Hydrogen permeation and recovery from H2–N2 gas mixtures by Pd membranes with high permeance

Abstract

Hydrogen separation from H2–N2 gas mixtures by means of high-permeance Pd membranes is an appropriate route to gain pure hydrogen for fuel cell applications. To figure out the mass transfer phenomena of H2 in membrane tubes, H2 permeation and recovery characteristics of two high-permeance Pd membranes are investigated. Four important factors influencing H2 permeation, namely, the H2 pressure difference, H2 concentration, the flow rate at the exit of the retentate side, and membrane temperature, are taken into account. The experimental results suggest that decreasing H2 concentration, flow rate, and temperature reduce the permeances of the membranes and H2 recovery, even though the H2 pressure difference is identical.
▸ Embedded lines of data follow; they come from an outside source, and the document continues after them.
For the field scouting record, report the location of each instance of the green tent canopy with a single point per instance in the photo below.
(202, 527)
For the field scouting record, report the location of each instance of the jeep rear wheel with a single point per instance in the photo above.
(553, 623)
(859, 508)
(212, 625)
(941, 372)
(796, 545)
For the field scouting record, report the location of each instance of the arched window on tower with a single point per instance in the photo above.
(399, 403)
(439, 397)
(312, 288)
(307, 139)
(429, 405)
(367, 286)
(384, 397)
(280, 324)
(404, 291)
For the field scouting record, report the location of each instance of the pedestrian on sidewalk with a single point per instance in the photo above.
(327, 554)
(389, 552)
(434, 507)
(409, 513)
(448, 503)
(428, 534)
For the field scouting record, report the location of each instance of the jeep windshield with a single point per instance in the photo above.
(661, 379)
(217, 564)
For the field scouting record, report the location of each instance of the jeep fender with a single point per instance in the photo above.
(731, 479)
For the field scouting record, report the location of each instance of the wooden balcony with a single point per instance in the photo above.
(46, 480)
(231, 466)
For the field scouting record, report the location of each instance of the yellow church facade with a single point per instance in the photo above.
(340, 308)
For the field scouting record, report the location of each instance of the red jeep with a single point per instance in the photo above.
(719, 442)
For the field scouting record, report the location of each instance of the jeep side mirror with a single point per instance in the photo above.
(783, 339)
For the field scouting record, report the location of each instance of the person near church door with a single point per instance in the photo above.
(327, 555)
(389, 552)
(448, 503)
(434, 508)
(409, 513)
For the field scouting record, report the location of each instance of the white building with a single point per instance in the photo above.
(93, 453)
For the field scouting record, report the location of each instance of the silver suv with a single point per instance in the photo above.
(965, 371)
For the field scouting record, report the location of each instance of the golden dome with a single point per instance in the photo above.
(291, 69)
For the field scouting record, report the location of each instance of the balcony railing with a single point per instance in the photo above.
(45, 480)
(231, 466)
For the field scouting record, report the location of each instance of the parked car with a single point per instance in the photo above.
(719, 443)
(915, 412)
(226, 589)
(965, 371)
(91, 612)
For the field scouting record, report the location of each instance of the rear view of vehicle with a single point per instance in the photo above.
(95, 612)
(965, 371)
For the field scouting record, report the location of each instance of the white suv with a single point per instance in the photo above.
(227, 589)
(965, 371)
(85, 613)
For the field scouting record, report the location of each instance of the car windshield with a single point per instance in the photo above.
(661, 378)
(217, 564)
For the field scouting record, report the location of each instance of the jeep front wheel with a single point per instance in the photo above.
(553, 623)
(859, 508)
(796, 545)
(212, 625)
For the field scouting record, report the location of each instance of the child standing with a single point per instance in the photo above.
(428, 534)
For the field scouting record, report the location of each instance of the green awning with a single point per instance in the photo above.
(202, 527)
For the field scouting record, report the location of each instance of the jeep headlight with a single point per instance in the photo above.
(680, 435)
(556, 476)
The dimensionless permeance, a permeance ratio between H2–N2 gas mixture and pure H2 as feed gases, is used to evaluate the extent of concentration polarization. Within the investigated ranges of the four factors, the dimensionless permeances of the two membranes are in the ranges of 0.022–0.206 and 0.042–0.359, respectively, revealing that the concentration polarization diminishes the permeance of the membranes down to the level within two orders of magnitude. Nevertheless, over 46% of H2 is recovered.